“Now the tax collectors and sinners were all drawing near to hear him. And the Pharisees and the scribes grumbled, saying, ‘This man receives sinners and eats with them.’” (Luke 15:1-2)

Jesus preached a couple of parables about the love of God for sinners and lost souls while in an assembly composed of 2 different groups. One group was composed of the religious elite, the Jewish religious leaders and their followers. These men were religious fundamentalists who claimed that their law keeping, their outward displays of piety and adherence to rituals and rules made them holy. They were proud of their ritual obedience and outward piety because they felt that God accepted them and they were superior to everyone else. They had no love in their hearts for God, their fellow Jews, and certainly not for the unclean Gentiles or sinners.

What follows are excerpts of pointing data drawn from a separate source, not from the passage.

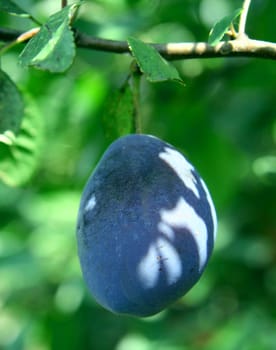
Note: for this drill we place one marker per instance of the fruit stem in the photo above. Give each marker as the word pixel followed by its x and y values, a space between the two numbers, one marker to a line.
pixel 136 84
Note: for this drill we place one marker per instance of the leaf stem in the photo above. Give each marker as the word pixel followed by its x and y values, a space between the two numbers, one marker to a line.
pixel 20 39
pixel 243 17
pixel 136 82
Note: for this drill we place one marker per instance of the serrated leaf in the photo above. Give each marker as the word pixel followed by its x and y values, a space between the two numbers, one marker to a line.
pixel 118 119
pixel 19 160
pixel 11 107
pixel 221 27
pixel 12 8
pixel 53 48
pixel 151 63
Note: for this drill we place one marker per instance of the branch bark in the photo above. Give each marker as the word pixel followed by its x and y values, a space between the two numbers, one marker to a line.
pixel 240 47
pixel 243 47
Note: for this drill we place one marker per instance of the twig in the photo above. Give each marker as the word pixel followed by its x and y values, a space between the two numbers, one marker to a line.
pixel 240 47
pixel 243 17
pixel 175 51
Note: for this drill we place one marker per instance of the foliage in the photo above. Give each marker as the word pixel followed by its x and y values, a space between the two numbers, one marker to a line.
pixel 223 119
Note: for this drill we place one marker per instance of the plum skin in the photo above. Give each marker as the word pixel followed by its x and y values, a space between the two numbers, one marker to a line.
pixel 146 226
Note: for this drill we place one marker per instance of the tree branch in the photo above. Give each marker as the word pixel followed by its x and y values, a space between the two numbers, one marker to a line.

Such sinners in Jesus’ day were prostitutes, and tax collectors, men who were despised as traitors and thieves. These people the Pharisees despised and condemned composed the second group Jesus addressed. Such people came to the Pharisees leaders seeking God’s love, mercy, forgiveness but found only bondage to rules or outright rejection. These Pharisees felt it their right to condemn Jesus because they claimed He became unclean by associating with these sinners. But as we note from Jesus’ miracles, every unclean person He touched became clean. His holiness and love over made them whole

Today the sinners come in various forms: prostitutes, drug abusers, the sexually immoral, and homosexuals and all those others that many in the church tend to shun and condemn. These are all people with a great need for love which they seek to satisfy with lifestyles and perversions that never bring peace or comfort. Jesus took the time to associate with such people, to understand them and their needs. Although He never condoned sin, He almost always extended mercy, love, and forgiveness toward sinners, to lead them to repentance. Jesus received sinners and ate with them. So should we because we are those sinners. Grace and mercy are granted us not because of our good deeds or religious works, but because of God’s loving-kindness.